The buoyant chemistry between Melissa McCarthy and Kristen Bell keeps this slight comedy afloat in the face of a thin storyline and an uneven tone. In full-on firecracker mode, the limber McCarthy is clearly enjoying herself revisiting a character she first developed in her days as an improv performer with the famed Groundlings troupe.
The actor has the ability to spin comedic gold from the shallowest of premises, and she puts that ability to good use throughout several set-pieces here, the most notable of which involves her mouth being awkwardly propped open as she gets her teeth whitened by the put-upon Bell.
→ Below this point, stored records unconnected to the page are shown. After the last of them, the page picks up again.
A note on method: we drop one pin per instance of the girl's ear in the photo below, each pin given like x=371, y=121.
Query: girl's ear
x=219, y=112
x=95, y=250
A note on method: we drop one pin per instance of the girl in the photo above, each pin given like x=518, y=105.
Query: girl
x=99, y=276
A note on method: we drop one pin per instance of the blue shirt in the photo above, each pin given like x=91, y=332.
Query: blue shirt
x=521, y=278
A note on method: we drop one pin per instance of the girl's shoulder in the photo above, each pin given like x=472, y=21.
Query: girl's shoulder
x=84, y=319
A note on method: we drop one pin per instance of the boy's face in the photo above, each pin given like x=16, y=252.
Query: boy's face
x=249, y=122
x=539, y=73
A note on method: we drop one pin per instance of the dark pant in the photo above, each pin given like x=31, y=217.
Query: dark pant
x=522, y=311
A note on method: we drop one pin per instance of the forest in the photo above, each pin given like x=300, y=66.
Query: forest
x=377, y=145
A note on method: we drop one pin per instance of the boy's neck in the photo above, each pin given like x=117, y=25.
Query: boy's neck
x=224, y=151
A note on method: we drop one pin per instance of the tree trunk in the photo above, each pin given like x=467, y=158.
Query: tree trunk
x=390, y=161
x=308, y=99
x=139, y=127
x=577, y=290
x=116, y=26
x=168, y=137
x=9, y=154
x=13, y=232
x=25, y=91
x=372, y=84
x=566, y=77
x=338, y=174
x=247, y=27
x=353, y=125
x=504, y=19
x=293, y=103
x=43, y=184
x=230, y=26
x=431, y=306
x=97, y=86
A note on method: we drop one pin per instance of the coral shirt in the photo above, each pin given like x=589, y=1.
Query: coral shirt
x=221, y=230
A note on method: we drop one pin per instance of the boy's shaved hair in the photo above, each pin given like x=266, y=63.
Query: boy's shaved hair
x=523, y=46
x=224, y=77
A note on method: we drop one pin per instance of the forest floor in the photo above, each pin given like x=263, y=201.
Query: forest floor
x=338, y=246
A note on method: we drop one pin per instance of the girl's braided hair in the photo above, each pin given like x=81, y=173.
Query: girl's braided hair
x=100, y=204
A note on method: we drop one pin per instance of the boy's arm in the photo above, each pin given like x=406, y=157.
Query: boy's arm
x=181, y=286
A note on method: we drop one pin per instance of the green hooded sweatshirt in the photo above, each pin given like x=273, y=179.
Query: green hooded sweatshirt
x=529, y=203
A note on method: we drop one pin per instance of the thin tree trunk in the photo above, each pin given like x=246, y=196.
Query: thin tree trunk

Cedric Yarbrough (Reno 911!, BoJack Horseman) is on fine form, albeit briefly, as McCarthy’s sycophantic bodyguard, Tito, and other small roles are filled by welcome supporting players like Cecily Strong (Saturday Night Live), Kristen Schaal (Flight of the Conchords) and Bridesmaids screenwriter Annie Mumulo, who played opposite McCarthy in the actor’s breakout airplane scene in the 2010 smash hit comedy. Peter Dinklage also goes all out with another nutty accent.
Elsewhere, the increasingly ubiquitious ‘character-gets-flung-across-the-room-via-CGI-trope’ (à la Bad Neighbours‘ airbag gag) is rolled out, indicative of the desperate nature of much of the comedy here. Although this satisfied my minimum requirement of three laugh-out-loud moments (they’re more like elevated snickers), the pleasures it offers are ultimately a little more ephemeral than the earnest character arcs seem to intend.
The talent on-screen keeps things watchable, but you’ll have forgotten the whole thing by the time you reach the parking lot.